The reason why all our leaders are psychopaths is this is the same reason why basketball players are all tall. If you don't have that trait, you just don't get the fucking job (edit: unless you're like REALLY good at it despite your disadvantage).
This used to depress me, but I chose to stop thinking about it. I don't think there's any fixing it.
Guess what traits tend to make for people better at securing and conserving power within groups, and keeping loyalty within their ranks?
In a time of crisis. The biggest downside of these leaders is that they keep creating new crises to stay in power. There are cases of killing such a leader because of that.
And in a lot of leaders, their status was defined for how much they could give away and how generous they were, not how tough they were.
Then there is religion, that manages to encoded certain rules and pass them on to the next generations.
But umm.. you realize that just by changing religion's name it doesn't stop being religion? Like, just because now instead of striving to go to heaven or achieve enlightenment or some other afterlife or any other form of supernatural transcendence, we now strive for a better society of tomorrow and understanding the universe... as long as people are willing to kill and die for their version of how to achieve their notion of paradise/transcendence/whatever is meaningful to them, and leaders are capable of using this conviction to build empires, there isn't any meaningful difference?
You might argue we got rid of "magic", but again.. changing names... Statistical anomalies, higher curled up dimensions, superimposed states.... Just because we have observed bizarre phenomena that has blown our minds and have the ability to predict some of it's behavior does not mean the eradication of all the unknown is possible. And that's all "magic" is and was. The unknown over which we have little control.
Yes, the world is a lot more than psychopaths, and yes, religion was and is fucked up, and there is enormous value to kindness and compassion which we should all strive for, but I'm sure we can agree psychos play a big role in leadership and people have a hard time seeing the stories of their time for what they are.
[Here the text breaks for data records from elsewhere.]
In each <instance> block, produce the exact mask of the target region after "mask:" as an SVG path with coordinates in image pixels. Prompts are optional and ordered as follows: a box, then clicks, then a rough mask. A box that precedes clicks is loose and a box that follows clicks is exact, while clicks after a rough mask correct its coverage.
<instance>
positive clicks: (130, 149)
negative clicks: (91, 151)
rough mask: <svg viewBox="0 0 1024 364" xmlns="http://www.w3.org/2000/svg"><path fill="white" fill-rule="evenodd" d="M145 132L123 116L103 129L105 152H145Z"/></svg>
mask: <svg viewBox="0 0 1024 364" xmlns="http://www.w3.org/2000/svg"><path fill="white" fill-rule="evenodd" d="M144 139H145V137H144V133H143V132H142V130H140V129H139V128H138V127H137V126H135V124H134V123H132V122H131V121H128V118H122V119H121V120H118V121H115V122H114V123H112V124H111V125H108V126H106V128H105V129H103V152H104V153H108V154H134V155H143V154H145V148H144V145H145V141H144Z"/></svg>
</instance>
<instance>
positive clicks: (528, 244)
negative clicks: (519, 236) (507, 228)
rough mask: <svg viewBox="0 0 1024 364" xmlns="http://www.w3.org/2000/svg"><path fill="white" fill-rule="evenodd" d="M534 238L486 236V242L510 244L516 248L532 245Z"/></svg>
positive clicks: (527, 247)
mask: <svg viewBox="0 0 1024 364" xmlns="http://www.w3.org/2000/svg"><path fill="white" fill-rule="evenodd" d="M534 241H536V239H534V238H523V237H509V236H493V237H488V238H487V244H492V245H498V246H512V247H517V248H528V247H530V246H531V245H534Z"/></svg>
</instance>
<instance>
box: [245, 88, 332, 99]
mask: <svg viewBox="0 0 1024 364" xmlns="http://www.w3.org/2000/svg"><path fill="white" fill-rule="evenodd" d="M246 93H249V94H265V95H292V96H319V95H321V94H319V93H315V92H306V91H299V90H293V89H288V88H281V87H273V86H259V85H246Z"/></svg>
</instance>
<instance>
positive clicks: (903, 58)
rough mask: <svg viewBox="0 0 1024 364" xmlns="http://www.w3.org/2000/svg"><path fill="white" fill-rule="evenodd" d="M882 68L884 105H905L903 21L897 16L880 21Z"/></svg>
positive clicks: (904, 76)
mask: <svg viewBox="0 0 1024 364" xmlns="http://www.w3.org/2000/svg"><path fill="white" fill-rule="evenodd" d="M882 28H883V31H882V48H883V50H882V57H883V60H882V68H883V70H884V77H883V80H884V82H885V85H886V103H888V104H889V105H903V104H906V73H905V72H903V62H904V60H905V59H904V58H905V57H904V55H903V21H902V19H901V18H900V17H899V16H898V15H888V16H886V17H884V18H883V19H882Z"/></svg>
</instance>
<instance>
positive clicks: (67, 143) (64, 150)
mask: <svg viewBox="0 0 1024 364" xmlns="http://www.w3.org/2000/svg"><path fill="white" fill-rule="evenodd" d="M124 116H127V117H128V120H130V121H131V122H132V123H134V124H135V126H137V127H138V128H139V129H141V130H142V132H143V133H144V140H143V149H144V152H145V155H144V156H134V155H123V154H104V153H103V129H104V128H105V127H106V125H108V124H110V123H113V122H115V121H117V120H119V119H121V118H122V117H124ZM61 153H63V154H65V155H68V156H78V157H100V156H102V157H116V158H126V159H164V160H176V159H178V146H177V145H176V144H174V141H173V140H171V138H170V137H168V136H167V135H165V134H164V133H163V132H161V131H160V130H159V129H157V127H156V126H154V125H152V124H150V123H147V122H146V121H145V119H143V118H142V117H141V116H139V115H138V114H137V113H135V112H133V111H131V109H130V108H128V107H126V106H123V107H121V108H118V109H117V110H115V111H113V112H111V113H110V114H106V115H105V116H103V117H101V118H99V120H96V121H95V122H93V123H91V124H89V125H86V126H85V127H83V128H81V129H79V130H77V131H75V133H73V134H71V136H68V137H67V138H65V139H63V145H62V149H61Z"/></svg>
And, as a reminder, if someone has an advantage over others in the game of achieving power does not mean it's wise to do as they do or that they are any more (or less) valuable than anyone else. They're just good at a game. My comment was in no way a message of admiration, rather a declaration of resignation.
There are people who, disturbed by "big government" today and its tendency to curb the advantages they might gain if their competitiveness were allowed free flow, demand "less govern- ment." Alas, there is no such thing as less government, merely changes in government. If the libertarians had their way, the distant bureaucracy would vanish and the local bully would be in charge. Personally, I prefer the distant bureaucracy, which may not find me, over the local bully, who certainly will. And all historical precedent shows a change to localism to be for the worse.
—Isaac Asimov, Nice Guys Finish First, collected in The Sun Shines Bright, 1981
Err... I'm not trolling or taking any sides here but couldn't that also be claimed about communism? And the vast majority of monarchies if you start your analysis then... And I guess if we look at the current day, one could argue contemporary democracy tends to devolve into fascism...
But, you know, It's almost like the systems in use are irrelevant when there are generalized hostile war scenarios with huge foreign threats that might exterminate your nation state or make it implode through sabotage... And this seems to happen roughly every hundred years or so.
And after the horrors of war, the general population unifies to pick up what's left and swear they will never let anything like this happen again. But then they have kids and grandkids that are like "oh, gramps you so silly".
A basic notion of history and some critical thought shows us this has happened time and time again, the only significant contemporary difference being the existence of aerial and nuclear warfare.
Empires have life cycles, and they get old. Then they get corrupt and other empires start challenging them... And then you have a big big war, and then someone wins, and then people calm down for roughly 50 years... and on and on it goes.